Evaluation of Immune Response and Disease Status in SLE Patients Following SARS-CoV-2 Vaccination

Izmirly, Peter M; Kim, Mimi Y; Samanovic, Marie; Fernandez-Ruiz, Ruth; Ohana, Sharon; Deonaraine, Kristina K; Engel, Alexis J; Masson, Mala; Xie, Xianhong; Cornelius, Amber R; Herati, Ramin S; Haberman, Rebecca H; Scher, Jose U; Guttmann, Allison; Blank, Rebecca B; Plotz, Benjamin; Haj-Ali, Mayce; Banbury, Brittany; Stream, Sara; Hasan, Ghadeer; Ho, Gary; Rackoff, Paula; Blazer, Ashira D; Tseng, Chung-E; Belmont, H Michael; Saxena, Amit; Mulligan, Mark J; Clancy, Robert M; Buyon, Jill P
OBJECTIVE:To evaluate seroreactivity and disease flares after COVID-19 vaccination in a multi-ethnic/racial cohort of patients with systemic lupus erythematosus (SLE). METHODS:90 SLE patients and 20 healthy controls receiving a complete COVID-19 vaccine regimen were included.
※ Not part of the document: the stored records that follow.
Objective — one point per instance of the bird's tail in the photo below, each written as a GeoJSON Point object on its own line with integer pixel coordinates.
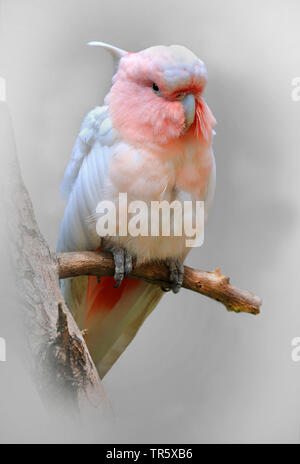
{"type": "Point", "coordinates": [111, 316]}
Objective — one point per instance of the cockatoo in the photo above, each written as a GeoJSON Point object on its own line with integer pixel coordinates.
{"type": "Point", "coordinates": [152, 139]}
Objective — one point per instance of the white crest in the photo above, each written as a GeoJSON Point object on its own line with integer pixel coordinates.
{"type": "Point", "coordinates": [117, 53]}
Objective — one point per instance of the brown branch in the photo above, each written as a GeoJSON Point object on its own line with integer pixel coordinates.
{"type": "Point", "coordinates": [211, 284]}
{"type": "Point", "coordinates": [56, 350]}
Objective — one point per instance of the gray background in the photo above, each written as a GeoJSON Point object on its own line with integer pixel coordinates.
{"type": "Point", "coordinates": [194, 372]}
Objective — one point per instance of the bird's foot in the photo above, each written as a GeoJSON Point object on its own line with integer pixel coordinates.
{"type": "Point", "coordinates": [176, 273]}
{"type": "Point", "coordinates": [123, 264]}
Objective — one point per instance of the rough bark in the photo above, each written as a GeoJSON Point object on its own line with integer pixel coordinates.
{"type": "Point", "coordinates": [59, 359]}
{"type": "Point", "coordinates": [211, 284]}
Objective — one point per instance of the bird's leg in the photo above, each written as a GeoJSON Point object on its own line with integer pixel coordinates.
{"type": "Point", "coordinates": [123, 264]}
{"type": "Point", "coordinates": [176, 273]}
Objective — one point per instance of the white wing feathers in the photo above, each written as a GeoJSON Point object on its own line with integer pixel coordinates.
{"type": "Point", "coordinates": [84, 181]}
{"type": "Point", "coordinates": [96, 126]}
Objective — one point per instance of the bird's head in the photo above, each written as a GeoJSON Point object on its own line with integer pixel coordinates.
{"type": "Point", "coordinates": [156, 95]}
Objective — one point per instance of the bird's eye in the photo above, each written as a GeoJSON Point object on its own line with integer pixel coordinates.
{"type": "Point", "coordinates": [155, 87]}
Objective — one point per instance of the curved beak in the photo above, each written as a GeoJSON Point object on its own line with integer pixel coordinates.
{"type": "Point", "coordinates": [189, 106]}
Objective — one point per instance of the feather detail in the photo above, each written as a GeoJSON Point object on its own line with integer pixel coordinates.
{"type": "Point", "coordinates": [204, 120]}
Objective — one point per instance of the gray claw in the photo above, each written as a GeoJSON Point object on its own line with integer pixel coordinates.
{"type": "Point", "coordinates": [118, 254]}
{"type": "Point", "coordinates": [176, 273]}
{"type": "Point", "coordinates": [123, 264]}
{"type": "Point", "coordinates": [128, 263]}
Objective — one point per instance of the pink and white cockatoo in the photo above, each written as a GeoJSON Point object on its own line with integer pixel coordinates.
{"type": "Point", "coordinates": [153, 140]}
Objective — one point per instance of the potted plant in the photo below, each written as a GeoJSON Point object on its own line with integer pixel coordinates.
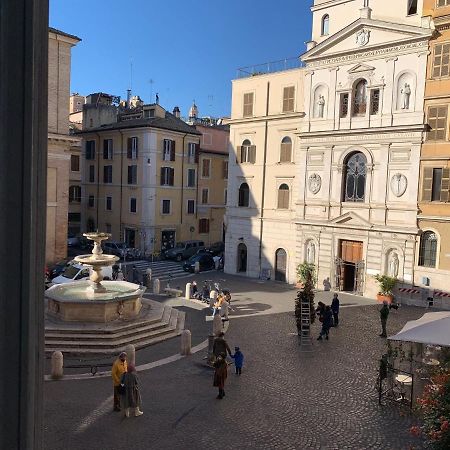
{"type": "Point", "coordinates": [305, 271]}
{"type": "Point", "coordinates": [386, 285]}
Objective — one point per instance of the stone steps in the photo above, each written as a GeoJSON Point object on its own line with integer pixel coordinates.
{"type": "Point", "coordinates": [98, 342]}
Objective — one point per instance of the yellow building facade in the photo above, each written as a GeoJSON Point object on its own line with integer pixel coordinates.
{"type": "Point", "coordinates": [433, 253]}
{"type": "Point", "coordinates": [140, 181]}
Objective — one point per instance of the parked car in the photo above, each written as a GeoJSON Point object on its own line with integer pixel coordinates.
{"type": "Point", "coordinates": [205, 260]}
{"type": "Point", "coordinates": [184, 250]}
{"type": "Point", "coordinates": [58, 268]}
{"type": "Point", "coordinates": [216, 249]}
{"type": "Point", "coordinates": [116, 248]}
{"type": "Point", "coordinates": [77, 272]}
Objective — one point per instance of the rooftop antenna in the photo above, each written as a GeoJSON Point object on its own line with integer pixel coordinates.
{"type": "Point", "coordinates": [151, 81]}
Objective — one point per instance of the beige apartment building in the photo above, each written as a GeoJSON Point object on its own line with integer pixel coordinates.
{"type": "Point", "coordinates": [433, 253]}
{"type": "Point", "coordinates": [140, 176]}
{"type": "Point", "coordinates": [59, 143]}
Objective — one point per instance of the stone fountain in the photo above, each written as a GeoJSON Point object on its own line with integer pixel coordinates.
{"type": "Point", "coordinates": [95, 300]}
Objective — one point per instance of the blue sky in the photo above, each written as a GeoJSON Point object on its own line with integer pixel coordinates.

IgG seroreactivity to the SARS-CoV-2 spike receptor-binding domain (RBD) and SARS-CoV-2 microneutralization were used to evaluate B cell responses; IFN-γ production to assess T cell responses was measured by ELISpot. Disease activity was measured by the hybrid SLE disease activity index (SLEDAI) and flares were assigned by the SELENA/SLEDAI flare index. RESULTS:Overall, fully vaccinated SLE patients produced significantly lower IgG antibodies against SARS-CoV-2 spike RBD than controls. Twenty-six SLE patients (28.8%) generated an IgG response below that of the lowest control (<100 units/ml). In logistic regression analyses, the use of any immunosuppressant or prednisone and a normal anti-dsDNA level prior to vaccination associated with decreased vaccine responses. IgG seroreactivity to the SARS-CoV-2 Spike RBD strongly correlated with the SARS-CoV-2 microneutralization titers and antigen-specific IFN-γ production determined by ELISpot. In a subset of patients with poor antibody responses, IFN-γ production was likewise diminished. Pre-/post-vaccination SLEDAI scores were similar. Only 11.4% of patients had a post-vaccination flare; 1.3% were severe. CONCLUSION/CONCLUSIONS:In a multi-ethnic/racial study of SLE patients 29% had a low response to the COVID-19 vaccine which was associated with being on immunosuppression. Reassuringly, disease flares were rare. While minimal protective levels remain unknown, these data suggest protocol development is needed to assess efficacy of booster vaccination.